General Electric Co. (GE)’s investment arm is shedding commercial-mortgage securities, high-yield corporate bonds and emerging-market debt, anticipating that investor expectations for the U.S. economy will deteriorate.
GE Asset Management has been reducing holdings of riskier securities since late February, after favoring them as they rallied over the previous 14 months, said Paul Colonna, 42, who oversees about $53 billion as the Stamford, Connecticut-based unit’s chief investment officer for fixed income.
The threat of a federal-government shutdown as lawmakers wrangle over budget cuts underscores the end of the fiscal stimulus that helped the U.S. escape an 18-month recession, Colonna said. The economy faces a renewed housing slump that may extend for years as policy makers reduce government support amid a lack of “bread-winner job” creation and tepid wage growth even as unemployment falls, he said.

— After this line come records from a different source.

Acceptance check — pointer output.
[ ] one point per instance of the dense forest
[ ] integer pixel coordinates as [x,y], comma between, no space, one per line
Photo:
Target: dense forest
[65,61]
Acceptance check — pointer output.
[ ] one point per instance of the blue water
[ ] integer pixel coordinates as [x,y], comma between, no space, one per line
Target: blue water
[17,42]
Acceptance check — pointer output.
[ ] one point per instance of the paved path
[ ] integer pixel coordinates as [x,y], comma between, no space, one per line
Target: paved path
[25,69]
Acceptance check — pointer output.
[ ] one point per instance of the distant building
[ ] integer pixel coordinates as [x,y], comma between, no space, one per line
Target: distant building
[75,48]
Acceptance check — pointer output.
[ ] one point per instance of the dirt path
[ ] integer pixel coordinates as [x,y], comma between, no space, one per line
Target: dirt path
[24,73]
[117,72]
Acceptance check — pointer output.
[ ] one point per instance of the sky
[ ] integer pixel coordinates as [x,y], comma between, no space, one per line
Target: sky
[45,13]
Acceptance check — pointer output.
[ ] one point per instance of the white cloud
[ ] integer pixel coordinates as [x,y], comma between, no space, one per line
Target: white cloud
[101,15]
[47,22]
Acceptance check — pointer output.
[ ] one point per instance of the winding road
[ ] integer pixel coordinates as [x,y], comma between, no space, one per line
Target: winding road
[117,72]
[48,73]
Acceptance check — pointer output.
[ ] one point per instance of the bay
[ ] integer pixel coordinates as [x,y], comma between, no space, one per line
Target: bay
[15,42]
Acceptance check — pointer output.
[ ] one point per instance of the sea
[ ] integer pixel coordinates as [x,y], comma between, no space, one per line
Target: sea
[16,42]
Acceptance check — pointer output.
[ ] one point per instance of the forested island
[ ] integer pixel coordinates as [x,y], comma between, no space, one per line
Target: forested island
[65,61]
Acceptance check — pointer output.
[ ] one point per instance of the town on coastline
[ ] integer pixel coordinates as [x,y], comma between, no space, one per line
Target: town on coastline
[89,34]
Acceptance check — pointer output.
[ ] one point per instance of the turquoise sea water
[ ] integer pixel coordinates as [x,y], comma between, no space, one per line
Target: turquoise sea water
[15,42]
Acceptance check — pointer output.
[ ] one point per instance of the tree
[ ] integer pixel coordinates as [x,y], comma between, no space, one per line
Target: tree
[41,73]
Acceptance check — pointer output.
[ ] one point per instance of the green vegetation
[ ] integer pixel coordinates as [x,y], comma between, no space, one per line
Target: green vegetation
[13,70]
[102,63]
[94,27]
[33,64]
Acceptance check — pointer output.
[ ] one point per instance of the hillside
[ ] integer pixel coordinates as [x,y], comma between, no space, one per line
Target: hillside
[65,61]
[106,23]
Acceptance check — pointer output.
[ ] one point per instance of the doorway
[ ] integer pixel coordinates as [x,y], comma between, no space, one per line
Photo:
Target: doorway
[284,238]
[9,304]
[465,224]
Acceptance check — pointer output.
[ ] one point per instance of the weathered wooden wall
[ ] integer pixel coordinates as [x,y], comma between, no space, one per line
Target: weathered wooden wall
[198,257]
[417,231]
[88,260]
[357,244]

“There’s not enough to drag us down into a double-dip recession, but there’s enough to take down the lofty expectations that are out there and impact asset prices,” Colonna said in a telephone interview. There have been “some very, very aggressive run-ups” in credit markets, he said.
U.S. commercial-mortgage bonds have returned 20.5 percent since the end of 2009, while speculative-grade company bonds have gained 20.3 percent, according to Bank of America Merrill Lynch index data, reflecting growing confidence in the economy and the Federal Reserve’s stimulus for markets that’s pushed investors to seek high-yielding debt.
Emerging-market debentures returned 18.6 percent, while Treasuries have offered 5.3 percent, the data show.